EDU738: Educ. Research Across the Curriculum

'... that Truth is not a colored bird to be chased among the rocks and captured by its tail, but a skeptical attitude toward life.' from "Arrowsmith" by Sinclair Lewis

EXAMPLE OF A GROUP’S ONE-TAILED T-TEST


Hypothesis: Teachers who offer their high school math students a group incentive for the completion of their assignments (which encompasses both in-class assignments and homework) will see an increase in assignment completion as compared to the number of completed assignments prior to offering a group incentive.

Null Hypothesis: Teachers who offer their high school math students a group incentive for the completion of their assignments (which encompasses both in-class assignments and homework) will see no change or a decrease in assignment completion as compared to the number of completed assignments prior to offering a group incentive.

Design
A quasi-experimental pre-test post-test design was used in this research study to determine the effect of a group contingency of student performance on classwork and homework assignments in an already existing high school math classroom. The independent variable was the incentive of a pizza party (group contingency) if performance improved by 20% over the term 2 pre-test average. The dependent variable was students’ performance on assignments based on the group contingency. Performance was defined as the grade which the student received for the assignment based on problems completed and problems solved correctly.

Results

The term 2 pre-test average for homework and classwork assignments combined was calculated by separately taking the average homework grade and the average classwork grade of the students who participated in the study. The homework and classwork averages were then averaged together to come up with the term 2 pre-test average. Both homework and classwork were weighted equally. This average represented the baseline of which the class had to increase their scores by 20% of the baseline average. The baseline average was 41.1%, so the class had to increase their average during the study by 8.2 percentage points to a 49.3% in order to meet the goal for the study.
The homework and classwork scores from the study were averaged together to come up with an average of 60.4%, 19.3 percentage points higher than the baseline term 2 pre-test average and 11.1 percentage points higher than the study’s post-test goal. The class exceeded the goal and received the pizza party reward. The pre-test and post-test averages were also calculated during the paired t-test (see Table 1).
Table 1: Paired t-test Results
















GroupPre-testPost-test
Mean41.13960.396
SD28.96231.158
SEM6.0396.497
N2323

In order to further analyze the data, a paired t-test (see Table 1) was used to compare the pre-test term 2 data with the post-test term 3 data. In both the pre-test and post-test groups, each student’s homework and classwork average was taken. A one-tailed p value was calculated because we used a hypothesis which predicted that the post-test group would perform better on assignments than the pre-test group. Our degrees of freedom were 22, one less than the total number of students in the class. The one-tailed p value was 0.0058, which was considered statistically significant, with a t-value of 2.7551 and a standard error of difference of 6.989. This means that there was a high chance that the result of the study was not a product of random chance and that there was a significant correlation between offering a group contingency and improved academic performance on classwork and homework assignments. Because the p value was smaller than 0.05, we rejected the null hypothesis.

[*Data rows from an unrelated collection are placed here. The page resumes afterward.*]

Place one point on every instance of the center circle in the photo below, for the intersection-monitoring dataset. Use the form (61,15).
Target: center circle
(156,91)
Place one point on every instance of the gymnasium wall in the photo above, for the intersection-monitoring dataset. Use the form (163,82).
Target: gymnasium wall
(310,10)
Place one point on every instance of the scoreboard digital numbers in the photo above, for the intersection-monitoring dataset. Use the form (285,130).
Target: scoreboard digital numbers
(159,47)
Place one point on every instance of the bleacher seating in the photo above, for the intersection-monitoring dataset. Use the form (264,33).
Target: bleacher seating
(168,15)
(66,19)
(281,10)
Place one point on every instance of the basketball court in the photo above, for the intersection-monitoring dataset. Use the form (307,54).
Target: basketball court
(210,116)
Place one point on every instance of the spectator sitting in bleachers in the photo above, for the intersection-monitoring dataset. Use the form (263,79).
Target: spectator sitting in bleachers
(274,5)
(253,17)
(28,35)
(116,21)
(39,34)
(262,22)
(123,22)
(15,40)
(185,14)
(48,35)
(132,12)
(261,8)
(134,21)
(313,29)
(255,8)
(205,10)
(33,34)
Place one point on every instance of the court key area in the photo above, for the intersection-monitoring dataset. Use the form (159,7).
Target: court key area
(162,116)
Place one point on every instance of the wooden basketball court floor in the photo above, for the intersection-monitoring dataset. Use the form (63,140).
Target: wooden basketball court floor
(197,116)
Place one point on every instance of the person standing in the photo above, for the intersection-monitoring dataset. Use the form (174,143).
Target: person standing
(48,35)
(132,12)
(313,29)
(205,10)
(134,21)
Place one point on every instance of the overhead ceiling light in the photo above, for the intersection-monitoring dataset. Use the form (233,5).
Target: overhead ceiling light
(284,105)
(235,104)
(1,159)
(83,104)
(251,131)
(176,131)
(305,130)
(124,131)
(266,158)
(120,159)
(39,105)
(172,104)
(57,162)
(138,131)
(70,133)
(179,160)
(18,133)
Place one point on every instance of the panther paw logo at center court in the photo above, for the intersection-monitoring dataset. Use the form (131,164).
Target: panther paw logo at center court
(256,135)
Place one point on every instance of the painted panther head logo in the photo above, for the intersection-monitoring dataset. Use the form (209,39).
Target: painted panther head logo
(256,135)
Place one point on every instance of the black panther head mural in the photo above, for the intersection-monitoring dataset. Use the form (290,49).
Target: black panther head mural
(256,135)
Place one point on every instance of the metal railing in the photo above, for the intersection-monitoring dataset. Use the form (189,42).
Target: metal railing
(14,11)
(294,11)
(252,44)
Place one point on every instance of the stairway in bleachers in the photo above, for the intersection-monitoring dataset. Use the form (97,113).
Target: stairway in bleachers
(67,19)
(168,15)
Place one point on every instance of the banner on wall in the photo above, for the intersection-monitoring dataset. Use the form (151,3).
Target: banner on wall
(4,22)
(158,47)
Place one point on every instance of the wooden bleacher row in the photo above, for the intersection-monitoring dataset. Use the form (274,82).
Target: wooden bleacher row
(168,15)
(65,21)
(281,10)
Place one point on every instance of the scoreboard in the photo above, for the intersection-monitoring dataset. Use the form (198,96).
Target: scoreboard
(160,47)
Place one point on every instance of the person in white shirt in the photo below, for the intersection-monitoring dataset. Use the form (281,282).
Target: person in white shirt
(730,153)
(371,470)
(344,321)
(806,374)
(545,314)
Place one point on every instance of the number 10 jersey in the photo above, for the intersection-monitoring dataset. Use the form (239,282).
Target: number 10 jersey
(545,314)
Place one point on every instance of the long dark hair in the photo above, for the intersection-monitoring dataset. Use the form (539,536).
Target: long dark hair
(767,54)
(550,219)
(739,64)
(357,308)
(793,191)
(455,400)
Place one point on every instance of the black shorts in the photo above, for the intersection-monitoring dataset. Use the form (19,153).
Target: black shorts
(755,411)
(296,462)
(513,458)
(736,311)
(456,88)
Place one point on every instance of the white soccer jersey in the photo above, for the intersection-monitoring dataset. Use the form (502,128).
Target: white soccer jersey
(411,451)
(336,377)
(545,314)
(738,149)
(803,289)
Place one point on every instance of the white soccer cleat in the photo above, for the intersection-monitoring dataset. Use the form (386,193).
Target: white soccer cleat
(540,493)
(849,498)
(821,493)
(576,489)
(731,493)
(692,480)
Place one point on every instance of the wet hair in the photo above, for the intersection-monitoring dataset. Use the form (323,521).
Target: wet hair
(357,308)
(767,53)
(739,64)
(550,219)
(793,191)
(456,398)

Although the post-test combined average for classwork and homework was higher than the pre-test combined average, we decided to individually compare classwork averages and homework averages as well. The pre-test average for classwork was a 53.8% while the post-test average for classwork was a 50.3%. These pre-test and post-test averages were very similar, with a slight decrease in the post-test group of 3.5 percentage points. On the contrary, the pre-test homework average was a 28.4% while the post-test homework average was a 70.4%. This is quite a large jump from the pre-test to the post-test group of 42 percentage points. The large increase in the post-test homework average greatly contributed to the increase in overall performance from the pre-test to the post-test groups (see Tables 3 and 4 in the Appendix).